Are you thinking of using a settlement agreement to terminate an employee’s employment? Then you should make sure you negotiate using a protected conversation.
What are protected conversations?
Protected conversations in employment law were introduced in 2013. They allow employers to engage in a conversation with an employee with a view to terminating their employment under a settlement agreement, without the employee being able to rely on the details of the conversation as evidence in an unfair dismissal claim.
This means you can discuss an employee’s termination of employment, including possible settlement amounts, even if it is not in relation to an existing dispute, knowing that such conversations would be considered inadmissible as evidence in any later claim for unfair dismissal. It is important that a protected conversation about a settlement amount or terms is undertaken to help protect your business.
Why would a protected conversation be relevant to my business?
Businesses commonly find themselves in a difficult relationship with a particular employee and you would rather seek to part ways amicably, than enter a formal disciplinary procedure. However in these situations there is not always an existing, dispute between the parties and therefore the company cannot rely on having a “without prejudice” conversation.
If the conversation between the parties about the employee’s settlement agreement is not classed as a protected conversation or a without prejudice conversation, the employee may be able to argue that they were effectively being asked to resign, meaning they could attempt to bring a claim for unfair constructive dismissal.
Alternatively, even if the employee does not resign as a result of this conversation and you consequently decide to bring disciplinary action against them, they may be able to argue that any resulting sanction was already determined and therefore not fairly decided.Therefore it is extremely important to make sure these types of conversations are approached and conducted correctly.

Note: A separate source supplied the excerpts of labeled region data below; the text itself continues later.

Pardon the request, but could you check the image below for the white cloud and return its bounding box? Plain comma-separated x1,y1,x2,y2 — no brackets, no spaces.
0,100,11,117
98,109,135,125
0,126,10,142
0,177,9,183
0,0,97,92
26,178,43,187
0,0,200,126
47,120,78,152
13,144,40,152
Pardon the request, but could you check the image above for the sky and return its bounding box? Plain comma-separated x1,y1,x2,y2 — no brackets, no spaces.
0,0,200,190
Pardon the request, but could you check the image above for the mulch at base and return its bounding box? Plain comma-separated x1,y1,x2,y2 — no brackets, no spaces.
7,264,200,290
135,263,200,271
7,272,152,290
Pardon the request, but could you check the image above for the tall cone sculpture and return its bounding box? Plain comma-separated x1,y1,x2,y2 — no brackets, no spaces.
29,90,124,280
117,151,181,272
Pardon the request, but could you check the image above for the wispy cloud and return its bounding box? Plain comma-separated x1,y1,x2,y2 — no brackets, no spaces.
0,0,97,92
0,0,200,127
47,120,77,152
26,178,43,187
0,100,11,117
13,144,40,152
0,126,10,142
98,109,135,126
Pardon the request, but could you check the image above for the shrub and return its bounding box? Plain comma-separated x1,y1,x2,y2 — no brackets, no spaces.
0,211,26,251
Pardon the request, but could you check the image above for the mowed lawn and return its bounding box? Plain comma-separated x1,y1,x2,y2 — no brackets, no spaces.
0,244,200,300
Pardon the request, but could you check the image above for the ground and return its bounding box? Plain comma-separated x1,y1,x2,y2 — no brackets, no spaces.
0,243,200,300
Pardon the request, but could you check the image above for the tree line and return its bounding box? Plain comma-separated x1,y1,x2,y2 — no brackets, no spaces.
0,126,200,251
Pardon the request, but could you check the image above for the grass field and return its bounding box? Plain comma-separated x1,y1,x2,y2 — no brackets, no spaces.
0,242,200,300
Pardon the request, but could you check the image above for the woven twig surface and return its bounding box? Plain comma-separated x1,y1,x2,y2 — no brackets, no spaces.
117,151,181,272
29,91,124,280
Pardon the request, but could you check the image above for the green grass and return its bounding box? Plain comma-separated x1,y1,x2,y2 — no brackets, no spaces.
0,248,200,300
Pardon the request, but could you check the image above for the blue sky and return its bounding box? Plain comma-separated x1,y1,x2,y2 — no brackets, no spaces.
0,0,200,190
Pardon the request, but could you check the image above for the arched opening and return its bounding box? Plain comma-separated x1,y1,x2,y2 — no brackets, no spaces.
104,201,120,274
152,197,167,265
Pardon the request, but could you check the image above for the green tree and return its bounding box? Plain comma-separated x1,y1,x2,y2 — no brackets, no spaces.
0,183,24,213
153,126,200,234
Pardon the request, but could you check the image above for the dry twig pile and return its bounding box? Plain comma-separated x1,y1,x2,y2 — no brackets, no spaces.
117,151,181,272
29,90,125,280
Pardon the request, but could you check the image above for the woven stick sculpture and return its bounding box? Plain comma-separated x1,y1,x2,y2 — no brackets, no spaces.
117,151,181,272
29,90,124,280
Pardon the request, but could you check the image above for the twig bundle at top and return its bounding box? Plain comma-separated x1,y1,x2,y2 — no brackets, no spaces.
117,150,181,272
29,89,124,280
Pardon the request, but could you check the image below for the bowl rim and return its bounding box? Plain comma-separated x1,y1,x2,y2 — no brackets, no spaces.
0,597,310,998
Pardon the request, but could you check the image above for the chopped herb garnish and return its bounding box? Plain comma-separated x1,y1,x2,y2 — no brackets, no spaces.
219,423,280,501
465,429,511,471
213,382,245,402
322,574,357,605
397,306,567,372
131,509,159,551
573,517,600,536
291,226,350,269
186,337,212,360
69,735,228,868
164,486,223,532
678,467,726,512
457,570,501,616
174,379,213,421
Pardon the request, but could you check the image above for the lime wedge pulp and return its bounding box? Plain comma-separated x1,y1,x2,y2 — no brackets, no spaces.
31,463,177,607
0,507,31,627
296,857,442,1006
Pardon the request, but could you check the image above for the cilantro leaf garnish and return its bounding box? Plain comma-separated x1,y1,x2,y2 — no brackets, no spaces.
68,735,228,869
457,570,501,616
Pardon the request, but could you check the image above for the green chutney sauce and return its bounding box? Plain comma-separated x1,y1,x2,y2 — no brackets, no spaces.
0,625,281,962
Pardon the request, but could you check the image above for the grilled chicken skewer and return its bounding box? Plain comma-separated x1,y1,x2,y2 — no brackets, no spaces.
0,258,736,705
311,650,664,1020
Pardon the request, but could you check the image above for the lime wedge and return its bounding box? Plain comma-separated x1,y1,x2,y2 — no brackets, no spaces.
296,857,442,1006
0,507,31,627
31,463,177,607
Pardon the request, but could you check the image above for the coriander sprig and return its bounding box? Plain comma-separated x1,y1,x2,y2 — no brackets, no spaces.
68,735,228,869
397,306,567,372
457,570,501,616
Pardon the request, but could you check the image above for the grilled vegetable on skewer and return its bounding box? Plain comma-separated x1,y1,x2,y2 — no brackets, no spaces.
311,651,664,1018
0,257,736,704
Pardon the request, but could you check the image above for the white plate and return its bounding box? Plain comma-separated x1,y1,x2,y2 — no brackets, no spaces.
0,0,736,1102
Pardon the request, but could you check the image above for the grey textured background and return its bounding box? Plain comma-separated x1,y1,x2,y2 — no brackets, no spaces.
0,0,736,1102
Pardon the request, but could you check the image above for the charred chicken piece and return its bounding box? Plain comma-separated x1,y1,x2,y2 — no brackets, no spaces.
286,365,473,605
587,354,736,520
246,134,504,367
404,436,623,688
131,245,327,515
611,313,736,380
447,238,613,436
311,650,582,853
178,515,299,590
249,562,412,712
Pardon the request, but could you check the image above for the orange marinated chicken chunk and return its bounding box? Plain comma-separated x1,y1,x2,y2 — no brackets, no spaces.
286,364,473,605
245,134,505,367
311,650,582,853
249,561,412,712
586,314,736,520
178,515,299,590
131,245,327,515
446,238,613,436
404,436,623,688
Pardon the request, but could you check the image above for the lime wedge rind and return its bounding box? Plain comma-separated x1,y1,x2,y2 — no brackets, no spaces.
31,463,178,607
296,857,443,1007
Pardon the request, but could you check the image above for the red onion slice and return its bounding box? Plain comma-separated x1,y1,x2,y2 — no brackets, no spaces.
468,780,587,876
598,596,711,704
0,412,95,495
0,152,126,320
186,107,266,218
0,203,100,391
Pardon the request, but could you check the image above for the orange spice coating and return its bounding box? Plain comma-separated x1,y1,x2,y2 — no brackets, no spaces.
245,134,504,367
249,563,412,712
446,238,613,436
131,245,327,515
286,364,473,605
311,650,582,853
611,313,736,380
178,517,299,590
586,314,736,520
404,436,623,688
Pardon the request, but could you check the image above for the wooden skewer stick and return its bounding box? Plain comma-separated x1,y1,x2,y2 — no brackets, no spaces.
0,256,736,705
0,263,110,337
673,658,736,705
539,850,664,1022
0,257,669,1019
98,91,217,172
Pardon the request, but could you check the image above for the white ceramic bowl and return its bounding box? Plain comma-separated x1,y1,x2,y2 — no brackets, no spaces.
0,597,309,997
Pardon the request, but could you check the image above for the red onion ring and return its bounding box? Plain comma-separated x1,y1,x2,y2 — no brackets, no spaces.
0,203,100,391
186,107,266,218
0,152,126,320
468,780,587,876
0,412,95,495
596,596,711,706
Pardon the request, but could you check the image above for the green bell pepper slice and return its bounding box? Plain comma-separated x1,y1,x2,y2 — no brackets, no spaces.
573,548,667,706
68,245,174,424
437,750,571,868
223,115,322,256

Why would I need legal advice before entering into a protected conversation?
As mentioned above, you can only hold a protected conversation about employment in certain circumstances.
By seeking advice before engaging in a conversation with an employee about terminating their employment, we can help ensure it is appropriate to have a protected conversation and that you are able to satisfy all of the caveats required. Ensuring the protected conversation is approached and conducted correctly will reduce the risk that the employee is later able to rely on the conversation in any subsequent unfair dismissal proceedings.
How we can help you with protected conversations
Our team will give you detailed advice on how to conduct a protected conversation based on your company’s and the employee’s circumstances. We have considerable experience of advising all types of companies on protected conversations, so we can help ensure that both your company and your conversation are protected.